Stephen K Amos (Benny) - My Night with Reg review - The Turbine Theatre - Photo by Mark Senior

My Night With Reg theatre review

My Night With Reg review

Jenny Booth heads to the Turbine Theatre, and finds much to admire in this tragicomedy


The words HIV/AIDS are never mentioned in My Night With Reg. But the deadly immunodeficiency virus that scythed through gay communities in the 1980s is the spectre that overshadows the action in this seminal drama. Matthew Ryan’s intimate production is staged in the Turbine Theatre under a railway arch at Battersea Power Station, and the rumbling of trains overhead for once seems to suit the action, accentuating the ominous sense of dread that builds towards the quietly devastating final scene.

This lurking horror is at odds with the cheerful setting in a cluttered flat where a circle of gay friends in London meet to party, flirt and get off with one another. You cannot help who you fall in love with, and the web of relationships is very tangled. The Reg of the title (who never appears) is the focus of a love polygon involving his mercurial boyfriend Daniel (Gerard McCarthy), his aloof secret lover John (Edward Corrie) who is Daniel’s best friend from university, and amiable, lonely Guy (Paul Keating), who has been hiding a hopeless passion for John for 20 years. Secrets, lies, deceptions and other lovers emerge from the woodwork, in a script packed with dramatic irony. As the action skips several years, the number who have fallen victim mounts, and the fear intensifies. The virus seems to strike cruelly and at random, often avoiding the most promiscuous and felling the innocent.

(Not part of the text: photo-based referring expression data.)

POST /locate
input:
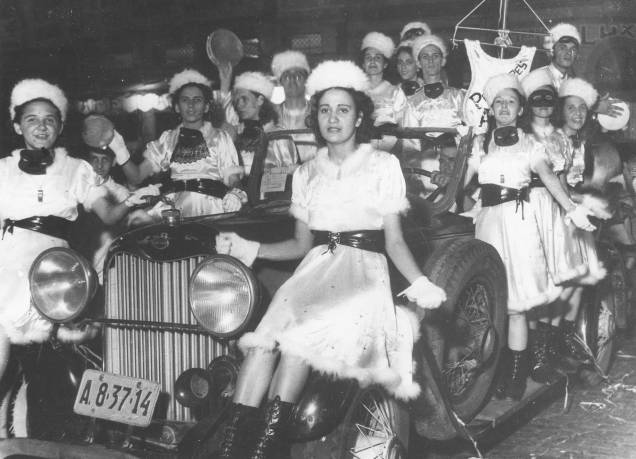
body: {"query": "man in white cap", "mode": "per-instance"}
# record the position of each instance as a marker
(564, 42)
(377, 49)
(291, 69)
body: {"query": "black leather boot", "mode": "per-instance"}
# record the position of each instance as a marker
(269, 444)
(541, 369)
(241, 420)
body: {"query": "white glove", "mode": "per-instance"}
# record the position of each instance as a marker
(234, 245)
(426, 294)
(233, 200)
(122, 155)
(137, 197)
(599, 207)
(232, 174)
(578, 217)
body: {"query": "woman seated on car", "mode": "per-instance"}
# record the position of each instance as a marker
(198, 155)
(336, 313)
(41, 187)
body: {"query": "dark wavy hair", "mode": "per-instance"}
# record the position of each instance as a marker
(521, 120)
(363, 105)
(19, 110)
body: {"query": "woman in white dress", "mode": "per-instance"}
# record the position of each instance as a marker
(40, 189)
(508, 220)
(200, 157)
(336, 313)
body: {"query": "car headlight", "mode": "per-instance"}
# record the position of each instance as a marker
(223, 294)
(62, 283)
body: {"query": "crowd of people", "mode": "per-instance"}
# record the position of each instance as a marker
(530, 157)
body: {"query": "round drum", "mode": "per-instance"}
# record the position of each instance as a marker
(223, 46)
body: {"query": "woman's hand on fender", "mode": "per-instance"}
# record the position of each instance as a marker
(426, 294)
(242, 249)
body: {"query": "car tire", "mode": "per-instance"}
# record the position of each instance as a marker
(376, 425)
(467, 333)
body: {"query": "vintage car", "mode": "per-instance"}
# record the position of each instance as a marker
(173, 309)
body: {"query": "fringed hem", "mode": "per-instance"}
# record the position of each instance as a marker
(546, 297)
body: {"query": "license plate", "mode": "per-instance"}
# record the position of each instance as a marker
(116, 398)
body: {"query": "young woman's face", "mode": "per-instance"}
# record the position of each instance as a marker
(101, 162)
(337, 116)
(40, 125)
(406, 66)
(506, 108)
(431, 60)
(373, 62)
(247, 104)
(192, 106)
(574, 113)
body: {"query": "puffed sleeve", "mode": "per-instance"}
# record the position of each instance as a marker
(300, 196)
(157, 153)
(391, 187)
(85, 188)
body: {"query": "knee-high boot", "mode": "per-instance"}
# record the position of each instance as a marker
(234, 444)
(269, 444)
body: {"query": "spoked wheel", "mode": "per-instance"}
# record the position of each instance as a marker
(597, 327)
(376, 427)
(467, 334)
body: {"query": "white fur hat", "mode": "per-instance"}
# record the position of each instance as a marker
(379, 41)
(34, 88)
(500, 82)
(581, 88)
(535, 80)
(337, 74)
(423, 41)
(255, 81)
(289, 60)
(559, 31)
(414, 26)
(184, 77)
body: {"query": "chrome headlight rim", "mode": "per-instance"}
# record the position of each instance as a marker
(89, 275)
(254, 293)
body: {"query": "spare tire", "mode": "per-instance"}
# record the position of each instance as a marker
(467, 333)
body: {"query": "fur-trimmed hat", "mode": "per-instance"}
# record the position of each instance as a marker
(535, 80)
(289, 60)
(35, 88)
(581, 88)
(500, 82)
(337, 74)
(187, 76)
(423, 41)
(256, 82)
(559, 31)
(415, 26)
(379, 41)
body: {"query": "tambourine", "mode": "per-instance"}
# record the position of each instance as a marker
(223, 46)
(611, 123)
(97, 131)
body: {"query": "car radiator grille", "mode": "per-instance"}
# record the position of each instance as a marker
(150, 332)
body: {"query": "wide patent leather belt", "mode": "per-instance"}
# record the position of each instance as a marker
(50, 225)
(203, 186)
(493, 195)
(371, 240)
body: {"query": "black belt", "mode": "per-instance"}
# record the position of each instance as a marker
(50, 225)
(493, 195)
(204, 186)
(371, 240)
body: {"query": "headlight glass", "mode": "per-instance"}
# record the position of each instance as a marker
(223, 294)
(62, 283)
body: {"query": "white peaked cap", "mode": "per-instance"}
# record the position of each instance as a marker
(36, 88)
(337, 74)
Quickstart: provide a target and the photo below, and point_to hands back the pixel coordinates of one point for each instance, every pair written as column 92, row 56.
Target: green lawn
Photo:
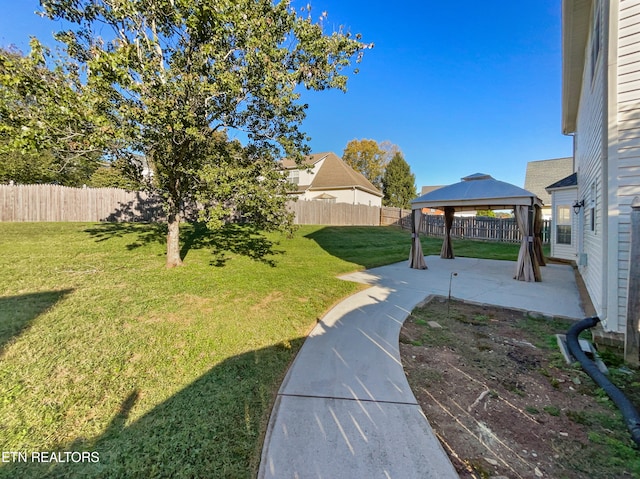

That said, My Night With Reg is a tragicomedy and there are plenty of laughs. Much of the humour comes via two of the smaller characters, Benny the bus driver, played with enjoyable, scene-stealing attack by the brilliant Stephen K Amos, and Eric the decorator, convincingly portrayed by James Bradwell as a likeable, naive character whose self-awareness grows. Be warned – with full male nudity the action is of an adult nature, but is never gratuitous. The two part Angels In America, recently revived by the NT, is often lauded as the original AIDS drama; My Night With Reg offers a wry and distinctly British but no less passionate take on the scourge of HIV.


My Night With Reg by Kevin Elyot runs at The Turbine Theatre from 21 July to 21 August 2021.